Alors que 111 kilomètres ont déjà été dégagés, l’élu de la Tshopo réclame des explications claires sur cette enveloppe que le Gouvernement central aurait mise à la disposition du Gouvernement provincial de la Tshopo afin d’appuyer les travaux.
Selon Fontaine Mangala, la gestion de ces fonds manque de transparence. Il appelle les autorités provinciales à communiquer publiquement sur leur utilisation, estimant que la population est en droit de connaître l’affectation de cette somme destinée au désenclavement de la province.
« Où est passé cet argent ? », s’interroge le député, estimant que l’absence de communication officielle ne fait qu’alimenter les interrogations de l’opinion publique.

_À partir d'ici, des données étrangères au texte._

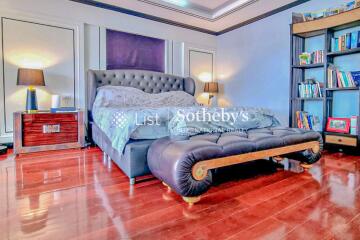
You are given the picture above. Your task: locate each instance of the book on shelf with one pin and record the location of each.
(311, 58)
(345, 42)
(310, 88)
(309, 16)
(307, 121)
(342, 79)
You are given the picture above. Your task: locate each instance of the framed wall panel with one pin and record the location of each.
(201, 69)
(30, 44)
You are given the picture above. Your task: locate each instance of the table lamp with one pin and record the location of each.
(212, 88)
(31, 78)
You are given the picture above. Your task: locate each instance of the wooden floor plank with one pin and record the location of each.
(72, 194)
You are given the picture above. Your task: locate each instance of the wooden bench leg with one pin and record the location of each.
(306, 166)
(192, 200)
(168, 188)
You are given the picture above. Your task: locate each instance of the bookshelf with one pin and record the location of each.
(335, 102)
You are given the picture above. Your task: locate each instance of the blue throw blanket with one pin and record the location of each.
(119, 123)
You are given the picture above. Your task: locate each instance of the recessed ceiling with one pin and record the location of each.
(212, 16)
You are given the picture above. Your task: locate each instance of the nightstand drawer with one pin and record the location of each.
(45, 131)
(52, 132)
(49, 117)
(347, 141)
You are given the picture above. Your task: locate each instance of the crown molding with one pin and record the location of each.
(186, 26)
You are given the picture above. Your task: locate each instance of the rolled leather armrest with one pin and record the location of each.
(176, 168)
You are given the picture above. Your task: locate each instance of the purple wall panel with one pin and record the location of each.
(130, 51)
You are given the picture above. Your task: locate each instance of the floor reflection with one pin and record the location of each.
(64, 195)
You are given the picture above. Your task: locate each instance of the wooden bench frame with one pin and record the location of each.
(200, 169)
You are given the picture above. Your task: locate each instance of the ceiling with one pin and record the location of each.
(212, 16)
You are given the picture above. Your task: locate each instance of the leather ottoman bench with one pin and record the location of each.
(185, 165)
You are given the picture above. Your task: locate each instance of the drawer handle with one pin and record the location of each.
(51, 128)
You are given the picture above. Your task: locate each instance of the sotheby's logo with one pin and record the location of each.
(186, 115)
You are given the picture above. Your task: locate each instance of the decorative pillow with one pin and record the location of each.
(118, 96)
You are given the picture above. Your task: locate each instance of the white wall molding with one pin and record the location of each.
(78, 41)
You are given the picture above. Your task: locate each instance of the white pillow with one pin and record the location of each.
(119, 96)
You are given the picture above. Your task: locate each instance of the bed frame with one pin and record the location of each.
(133, 161)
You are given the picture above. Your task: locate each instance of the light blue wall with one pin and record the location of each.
(254, 61)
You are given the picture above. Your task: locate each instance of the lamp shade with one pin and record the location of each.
(211, 87)
(30, 77)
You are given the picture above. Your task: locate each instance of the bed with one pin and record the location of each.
(197, 141)
(133, 160)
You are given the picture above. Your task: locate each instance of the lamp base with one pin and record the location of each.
(31, 100)
(3, 150)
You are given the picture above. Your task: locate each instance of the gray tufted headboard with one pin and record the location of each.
(147, 81)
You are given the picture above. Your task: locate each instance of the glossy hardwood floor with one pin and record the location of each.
(73, 195)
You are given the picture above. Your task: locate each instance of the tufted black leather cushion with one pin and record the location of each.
(171, 160)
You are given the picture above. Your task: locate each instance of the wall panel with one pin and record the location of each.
(34, 45)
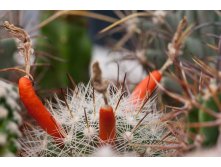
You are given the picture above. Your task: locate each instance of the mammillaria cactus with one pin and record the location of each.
(10, 119)
(139, 132)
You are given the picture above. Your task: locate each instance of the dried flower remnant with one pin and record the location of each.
(27, 93)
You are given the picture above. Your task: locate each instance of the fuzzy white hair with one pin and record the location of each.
(134, 129)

Le député affirme également que la mission de supervision des travaux serait composée exclusivement de cadres originaires du Maniema, rémunérés par le Gouvernement provincial de cette province. À l’en croire, aucun représentant du Gouvernement provincial de la Tshopo ne participerait au suivi technique du chantier, une situation qu’il juge difficilement compréhensible au regard des enjeux économiques liés à cette infrastructure.
Pour étayer ses propos, Fontaine Mangala compare les contributions annoncées par les différentes provinces concernées. Selon lui, le Maniema aurait mobilisé 250 000 dollars américains ainsi que 600 fûts de carburant, tandis que le Nord-Kivu aurait contribué à hauteur de 150 000 dollars américains. En revanche, il soutient qu’aucune contribution financière de la Tshopo n’aurait été enregistrée, malgré l’annonce d’une allocation de 1,8 million de dollars américains par le Gouvernement central.
Le député explique l’implication du Maniema par la dépendance de cette province à la route Kisangani–Ubundu pour son approvisionnement en carburant et en produits de première nécessité. Il souligne également qu’une partie du Sankuru transite par Kindu pour s’approvisionner en marchandises en provenance de Kisangani, où plusieurs produits connaissent déjà une hausse des prix. Quant au Nord-Kivu, son engagement traduirait, selon lui, la volonté de préserver un corridor commercial essentiel pour ses opérateurs économiques.
Pour Fontaine Mangala, la Tshopo ne peut rester en retrait d’un projet aussi déterminant pour son désenclavement et son développement économique. Il invite les autorités provinciales à faire toute la lumière sur l’utilisation des fonds annoncés et à fournir des explications susceptibles de répondre aux préoccupations de la population.
La rédaction reste ouverte à toute réaction, mise au point ou exercice du droit de réponse des autorités provinciales de la Tshopo, conformément au principe du contradictoire.